Nothing if not timely, director Marta Cunningham’s richly detailed, deeply affecting docu “Valentine Road” burrows into the case of a 2008 school shooting that took the life of Lawrence “Larry” King, an openly queer teenager in small-town Oxnard, Calif. Though the ugly phobia that gave rise to the killing and permeated the legal proceedings boils the blood, the film’s tone is somber rather than angry, and its effect is quietly devastating. The HBO film seems certain to command attention and to play a part in the current debates over gun control and the disciplining of school bullies.
Cunningham makes effective use of photographs, school surveillance video and courtroom illustrations, but it’s the film’s interviews with those of highly varying sensitivity that give “Valentine Road” its greatest power. Forcing herself through tears to describe the moment when a 14-year-old student drew a pistol and shot King twice in the back of the head, former E.O. Green Junior High School teacher Dawn Boldrin also recalls, with a haunting mix of pride and regret, having given King an old prom gown to wear only weeks before. Another teacher callously suggests that the cross-dressing boy brought the tragedy on himself.

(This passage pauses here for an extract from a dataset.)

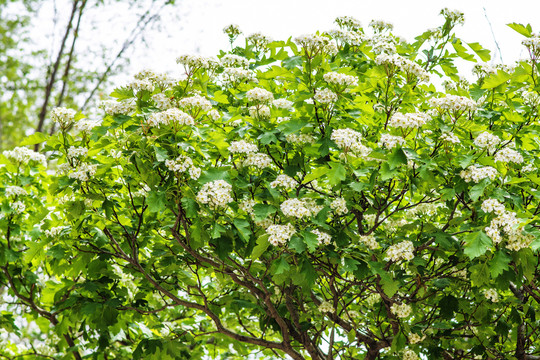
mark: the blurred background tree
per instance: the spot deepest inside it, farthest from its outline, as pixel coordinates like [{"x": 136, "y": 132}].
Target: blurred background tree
[{"x": 63, "y": 53}]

The docu also includes testimony from those principally concerned with the rights of the perpetrator, Brandon McInerney, currently serving a 21-year sentence in state prison for second-degree murder and voluntary manslaughter. To some of these people, it’s the shooter who was victimized when, around Valentine’s Day, King publicly announced his amorous feelings for McInerney. One of the attorneys for McInerney’s defense, Robyn Bramson, sports a “Save Brandon” tattoo on her arm, while one of the jurors in the case asserts that the murderer was “solving a problem.”
Much to its credit, the film — named for the cemetery road on which King is buried — hardly shrinks from characterizing the case as complicated by the circumstances of McInerney’s troubled upbringing. Both of the boy’s parents were drug addicts, his father a violent one; his grandfather kept a collection of guns for show, while his friends helped expose him to white supremacist philosophy. Like the biracial King, McInerney was beaten from a very young age. Ultimately, the docu’s twin subjects are the ignorant intolerance of adults and the profound tragedy of two scarred childhoods.